- Born: United States
- Occupations: Humorist, novelist
- Writing career
- Pen name: Gladstone
- Language: English
- Period: Contemporary
- Genres: Satire, dystopian
- Subjects: Pop culture, news media, Americana
- Notable work: Notes from the Internet Apocalypse

= Wayne Gladstone =

American writer, humorist and novelist

Wayne Gladstone (also known as Gladstone) is an American writer, humorist and novelist best known for his work with Cracked.com, his web show Hate By Numbers, and the novel Notes from the Internet Apocalypse, the first in a trilogy of books entitled The Internet Apocalypse Trilogy.

Following the release of Notes from the Internet Apocalypse, Gladstone has been interviewed on the internet's effect on pop culture by Esquire, as well as appearing on Fusion.net in an interview hypothesizing the societal effects of the disappearance of the Internet.

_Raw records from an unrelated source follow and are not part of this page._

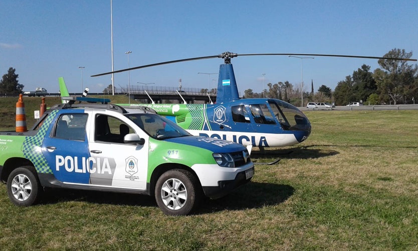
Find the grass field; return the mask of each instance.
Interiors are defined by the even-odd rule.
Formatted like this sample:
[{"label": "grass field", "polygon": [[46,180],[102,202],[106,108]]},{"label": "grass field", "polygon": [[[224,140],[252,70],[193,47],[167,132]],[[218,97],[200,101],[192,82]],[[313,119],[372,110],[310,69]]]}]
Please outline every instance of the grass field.
[{"label": "grass field", "polygon": [[0,249],[418,250],[418,112],[305,114],[306,142],[253,152],[281,160],[191,216],[166,216],[147,196],[70,190],[17,207],[0,184]]}]

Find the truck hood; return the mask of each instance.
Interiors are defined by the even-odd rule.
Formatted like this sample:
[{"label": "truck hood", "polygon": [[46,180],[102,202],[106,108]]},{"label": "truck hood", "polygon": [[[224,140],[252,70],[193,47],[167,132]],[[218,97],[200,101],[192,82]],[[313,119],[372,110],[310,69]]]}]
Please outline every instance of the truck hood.
[{"label": "truck hood", "polygon": [[237,143],[201,136],[174,138],[164,140],[163,141],[192,146],[216,153],[234,152],[246,150],[243,145]]}]

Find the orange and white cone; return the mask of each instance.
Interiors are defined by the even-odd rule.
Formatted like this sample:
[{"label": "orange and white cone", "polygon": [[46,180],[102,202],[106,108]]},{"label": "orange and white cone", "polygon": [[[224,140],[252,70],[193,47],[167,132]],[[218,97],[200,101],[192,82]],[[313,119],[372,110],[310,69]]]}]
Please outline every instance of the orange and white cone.
[{"label": "orange and white cone", "polygon": [[42,100],[42,104],[41,104],[41,109],[40,109],[39,112],[39,116],[42,117],[42,115],[44,114],[44,112],[46,112],[47,110],[47,104],[45,104],[45,98],[43,98]]},{"label": "orange and white cone", "polygon": [[26,114],[25,112],[25,103],[23,102],[23,96],[19,95],[19,100],[16,103],[16,132],[27,132]]}]

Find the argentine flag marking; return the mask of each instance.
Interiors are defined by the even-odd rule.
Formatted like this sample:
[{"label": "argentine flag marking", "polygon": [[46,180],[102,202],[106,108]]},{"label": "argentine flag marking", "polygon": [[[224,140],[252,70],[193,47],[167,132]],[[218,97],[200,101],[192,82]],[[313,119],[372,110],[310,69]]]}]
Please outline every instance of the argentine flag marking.
[{"label": "argentine flag marking", "polygon": [[231,80],[222,80],[222,85],[223,86],[231,86]]}]

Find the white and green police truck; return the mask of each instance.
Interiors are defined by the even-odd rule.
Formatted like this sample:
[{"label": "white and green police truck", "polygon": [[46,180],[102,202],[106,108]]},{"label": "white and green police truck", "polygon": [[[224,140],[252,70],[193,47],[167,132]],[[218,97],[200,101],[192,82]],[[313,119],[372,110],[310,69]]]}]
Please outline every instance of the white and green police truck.
[{"label": "white and green police truck", "polygon": [[203,196],[222,197],[254,175],[241,144],[192,136],[149,108],[66,98],[32,130],[0,132],[0,179],[17,205],[62,188],[148,194],[164,213],[185,215]]}]

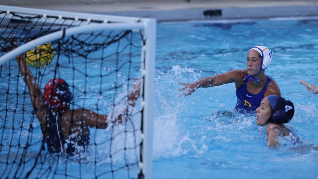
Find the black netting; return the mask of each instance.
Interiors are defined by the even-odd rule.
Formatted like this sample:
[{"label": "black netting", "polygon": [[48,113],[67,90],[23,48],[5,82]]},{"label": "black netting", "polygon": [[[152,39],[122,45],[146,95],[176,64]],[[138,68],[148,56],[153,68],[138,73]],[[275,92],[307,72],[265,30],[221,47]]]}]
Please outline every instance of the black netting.
[{"label": "black netting", "polygon": [[[10,44],[7,37],[12,39],[15,34],[18,46],[87,23],[86,19],[5,12],[0,12],[0,40]],[[102,23],[91,20],[88,24]],[[40,68],[28,66],[42,92],[50,80],[64,79],[73,95],[70,109],[108,114],[108,127],[89,128],[90,142],[86,151],[79,149],[73,155],[49,152],[35,111],[38,109],[32,107],[17,61],[11,59],[0,68],[0,178],[137,178],[142,109],[140,97],[134,107],[127,100],[133,80],[140,76],[145,43],[141,33],[96,31],[47,42],[54,49],[52,63]],[[0,55],[10,49],[5,43],[1,44]],[[116,119],[119,115],[122,116],[121,124]]]}]

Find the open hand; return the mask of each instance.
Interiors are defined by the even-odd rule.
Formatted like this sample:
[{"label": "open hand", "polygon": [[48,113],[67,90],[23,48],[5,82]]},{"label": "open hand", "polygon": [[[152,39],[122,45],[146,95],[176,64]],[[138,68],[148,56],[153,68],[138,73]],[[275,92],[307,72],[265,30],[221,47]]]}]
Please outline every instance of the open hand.
[{"label": "open hand", "polygon": [[190,95],[193,93],[193,92],[195,91],[197,89],[197,86],[195,84],[195,83],[185,83],[179,82],[179,84],[184,85],[184,87],[179,89],[179,90],[178,90],[178,91],[180,91],[185,89],[184,91],[183,91],[182,92],[182,93],[179,95],[179,97],[180,97],[182,95],[183,95],[183,97],[184,97],[188,95]]},{"label": "open hand", "polygon": [[309,84],[304,80],[299,81],[299,83],[306,87],[307,90],[311,92],[313,94],[318,94],[318,87],[312,84]]}]

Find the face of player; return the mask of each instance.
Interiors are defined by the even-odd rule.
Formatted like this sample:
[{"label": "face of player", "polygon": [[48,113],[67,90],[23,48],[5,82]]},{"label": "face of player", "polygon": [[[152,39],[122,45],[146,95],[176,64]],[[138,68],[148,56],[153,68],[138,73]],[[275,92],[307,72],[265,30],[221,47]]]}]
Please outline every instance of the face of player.
[{"label": "face of player", "polygon": [[256,112],[256,124],[263,126],[266,123],[272,115],[270,104],[267,97],[263,99],[260,105],[257,108]]},{"label": "face of player", "polygon": [[247,71],[250,75],[256,75],[259,71],[262,65],[262,57],[258,52],[251,50],[247,54]]}]

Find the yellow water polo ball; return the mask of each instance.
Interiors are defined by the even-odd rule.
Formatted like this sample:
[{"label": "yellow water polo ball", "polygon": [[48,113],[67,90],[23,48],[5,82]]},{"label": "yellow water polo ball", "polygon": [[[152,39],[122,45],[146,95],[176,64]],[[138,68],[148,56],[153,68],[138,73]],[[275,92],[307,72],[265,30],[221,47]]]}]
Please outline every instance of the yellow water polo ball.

The second novel in Gladstone's Internet apocalypse trilogy, Agents of the Internet Apocalypse, was released on July 21, 2015.

The third novel in Gladstone's Internet apocalypse trilogy, Reports on the Internet Apocalypse, was released on November 1, 2016.

Gladstone received a B.A. in English from Cornell University in 1995 and earned a J.D. from Fordham University in 1999.